The 14th Five-Year Plan reiterated government promises to open the telecommunications, internet, education, culture, and healthcare sectors to more foreign investment. Furthermore, China declared that foreign businesses doing R&D will now be eligible for tax breaks and that State-led science and technology programs would soon be available to foreign companies. 

While these announcements are certainly promising, the plan also revealed some looming challenges. 

China is expected to tighten the screws in the financial sector. More specifically, the plan has called for improving security-related mechanisms, including; the national security review of foreign investment, an anti-monopoly review, a list of technologies concerning national security, and its unreliable entities list. These signals are less encouraging for foreign companies but equally essential to understand if they want to assess the potential risks of entering the Chinese market.

In the wake of the COVID-19 pandemic, it should come as no surprise that China put healthcare front and center. This development positions Israel’s Healthcare Israel, a government organization, as an ideal partner for Israeli medical technology companies and healthcare providers. Understanding that working with an Israeli government organization can raise their profile in China, Israeli companies may well receive preferential placement to reap the benefits. 

Notably, China’s push to achieve carbon neutrality by 2060 has also driven it to double down on its commitments to the Paris Agreement and the development of innovations in the clean-energy sector. Herein lies an opportunity for Israeli clean-technology companies to expand their operations to the Chinese market. 

When it comes to China, Israel suffers from a handicap. The country lacks sufficient knowledge of China to fully capitalize on the opportunities that have emerged along with the country’s swift economic rise. Only a handful of academics in Israel specialize in China, and industry has only gotten a taste of what China has to offer since innovation cooperation began to boom in 2010. Considering that China is the world’s second-largest economy and an emerging superpower, bodes badly for Israel’s ability to capitalize on the abundance of opportunities China presents.

Israel desperately needs to enhance its China capacity. This is where Israeli policymakers step into the equation. 

In their search for inspiration, they could look to countries like Australia, where the government understood there is a greater need for China knowledge across the private sector and acted. Canberra addressed the need by establishing a “doing business in China” initiative designed to help Australian companies identify opportunities, manage the risks, and provide best practice guidelines regarding working with China. While diplomatic tensions between Australia and China have reached unprecedented heights, initiatives like “doing business in China” continue to help businesses navigate this increasingly uncertain environment. 

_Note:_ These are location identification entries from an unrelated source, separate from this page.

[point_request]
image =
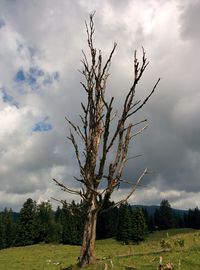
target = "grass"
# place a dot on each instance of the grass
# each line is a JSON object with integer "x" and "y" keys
{"x": 144, "y": 256}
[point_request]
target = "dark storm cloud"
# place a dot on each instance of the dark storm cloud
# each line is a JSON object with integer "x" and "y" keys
{"x": 170, "y": 146}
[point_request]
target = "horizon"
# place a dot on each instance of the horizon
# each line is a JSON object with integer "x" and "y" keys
{"x": 40, "y": 85}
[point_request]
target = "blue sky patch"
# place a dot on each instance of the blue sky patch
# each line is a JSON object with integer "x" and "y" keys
{"x": 35, "y": 77}
{"x": 9, "y": 99}
{"x": 2, "y": 23}
{"x": 20, "y": 76}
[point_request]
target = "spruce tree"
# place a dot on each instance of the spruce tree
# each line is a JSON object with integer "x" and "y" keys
{"x": 27, "y": 225}
{"x": 139, "y": 226}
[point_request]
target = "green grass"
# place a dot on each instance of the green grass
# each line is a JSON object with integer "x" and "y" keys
{"x": 143, "y": 256}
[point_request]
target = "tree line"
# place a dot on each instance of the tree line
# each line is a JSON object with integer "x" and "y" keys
{"x": 36, "y": 223}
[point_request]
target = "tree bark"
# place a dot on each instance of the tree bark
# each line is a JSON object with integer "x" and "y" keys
{"x": 89, "y": 236}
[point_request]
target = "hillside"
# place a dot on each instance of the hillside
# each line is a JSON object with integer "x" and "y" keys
{"x": 144, "y": 256}
{"x": 152, "y": 208}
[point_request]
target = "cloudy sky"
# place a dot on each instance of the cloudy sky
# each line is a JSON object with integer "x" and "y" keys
{"x": 40, "y": 52}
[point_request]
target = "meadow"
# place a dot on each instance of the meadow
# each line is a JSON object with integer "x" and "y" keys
{"x": 181, "y": 247}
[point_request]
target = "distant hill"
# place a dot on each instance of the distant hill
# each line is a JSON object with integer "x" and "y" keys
{"x": 152, "y": 208}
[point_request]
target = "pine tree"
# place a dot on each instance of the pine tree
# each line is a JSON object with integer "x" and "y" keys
{"x": 27, "y": 225}
{"x": 139, "y": 226}
{"x": 125, "y": 224}
{"x": 165, "y": 216}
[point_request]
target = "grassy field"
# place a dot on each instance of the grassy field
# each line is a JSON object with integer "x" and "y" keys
{"x": 182, "y": 247}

The window of opportunity will eventually close as China pushes to achieve self-reliance across multiple critical sectors. For now, the ability to tap into China’s massive market potential still exists. But Israelis are leaving money on the table by persisting in viewing the country as merely another big emerging market. China does things differently, and Israeli entrepreneurs would do well to learn how to “read the tea leaves.” A careful reading of China’s 14th Five Year Plan is a good place to start.